Do any pictures of this still exist? I realize this is probably the weirdest request you’ve ever received from a former student, and I apologize for that.

 

I also apologize for sending you an e-mail with the word “rectovaginal” in it. I can assure you I never saw that coming either.

 

 

 

Hugs,

 

Jenny

 

 

Immediately after sending the e-mail I realized how inappropriate it was, and so I called Lisa and said, “So, I may have just sent our high school principal an e-mail with the word ‘rectovaginal’ in it,” and she was all, “Who is this?” and I was like, “No. Seriously. That. Just. Happened.” And after she stopped banging her head on her desk she pointed out that I had learned nothing from her advice, and she agreed that I should probably call his secretary to ask her to delete the e-mail from his account before he opened it. It was too late, though, because he’d immediately opened it and replied to it, and seemed entirely unfazed. Also, he assured me that practically no one was doing it rectovaginally back in the early nineties, which is totally true on so many levels. He also looked for photographs, but never found any, probably because no one ever takes pictures of underage girls with their arms up cow vaginas. Most likely because those pictures are more likely to end up in evidence lockers than in books about golden childhood memories.

 

 

 

1. Editor’s note: No.
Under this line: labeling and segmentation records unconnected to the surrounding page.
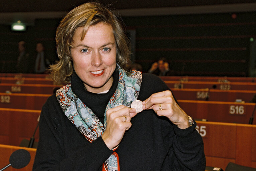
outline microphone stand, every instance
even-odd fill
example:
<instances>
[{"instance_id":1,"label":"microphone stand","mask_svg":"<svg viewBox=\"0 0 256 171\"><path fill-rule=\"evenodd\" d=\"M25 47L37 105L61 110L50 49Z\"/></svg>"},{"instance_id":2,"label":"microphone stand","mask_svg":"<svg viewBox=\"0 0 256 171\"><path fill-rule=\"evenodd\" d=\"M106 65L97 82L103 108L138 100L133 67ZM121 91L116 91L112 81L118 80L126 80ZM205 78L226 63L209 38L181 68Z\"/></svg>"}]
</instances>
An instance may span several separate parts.
<instances>
[{"instance_id":1,"label":"microphone stand","mask_svg":"<svg viewBox=\"0 0 256 171\"><path fill-rule=\"evenodd\" d=\"M256 109L256 104L254 106L254 109L253 109L253 112L252 112L252 116L250 118L250 121L249 121L249 124L252 124L252 123L253 122L253 115L254 114L254 112L255 112L255 109Z\"/></svg>"},{"instance_id":2,"label":"microphone stand","mask_svg":"<svg viewBox=\"0 0 256 171\"><path fill-rule=\"evenodd\" d=\"M4 167L4 168L3 168L2 169L1 169L1 170L0 170L0 171L2 171L3 170L4 170L4 169L6 169L6 168L7 168L7 167L9 167L9 166L11 166L11 163L10 163L10 164L8 164L8 165L6 165L6 166L5 166L5 167Z\"/></svg>"},{"instance_id":3,"label":"microphone stand","mask_svg":"<svg viewBox=\"0 0 256 171\"><path fill-rule=\"evenodd\" d=\"M33 147L33 145L34 144L34 142L35 141L35 132L36 131L36 130L37 130L37 128L38 127L38 126L39 125L39 122L38 122L37 123L37 125L36 125L36 127L35 127L35 131L34 131L34 134L33 134L33 136L32 136L32 137L30 138L30 141L29 141L29 143L28 143L28 147L29 148L32 148Z\"/></svg>"}]
</instances>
That’s not even close to the weirdest thing about getting a cow pregnant in high school.

 

 

 

 

 

Draw Me a Fucking Dog

 

DISCLAIMER: My agent and editor don’t love this chapter, because it’s about me doing drugs (poorly) and it doesn’t really fit with the rest of the book, but I pointed out that druggies will totally relate to it, and nondruggies will feel smugly self-satisfied with their life choices when they read it, so I’m basically hitting all the demographics. But then they said that it’s just too rambling and confusing to be a real chapter. They may have a point. This is why this chapter isn’t a real chapter at all. It’s a bonus story that you can skip so you can feel like you accomplished more today. Or you can underline parts and write notes to yourself in all the margins so people in the subway think you’re either really smart for reading a textbook on the subway, or just rich enough to use hardback books as Post-its. You aren’t allowed to judge this chapter, though, because it’s not a real chapter. As a Post-it note, however, it is pretty fucking impressive.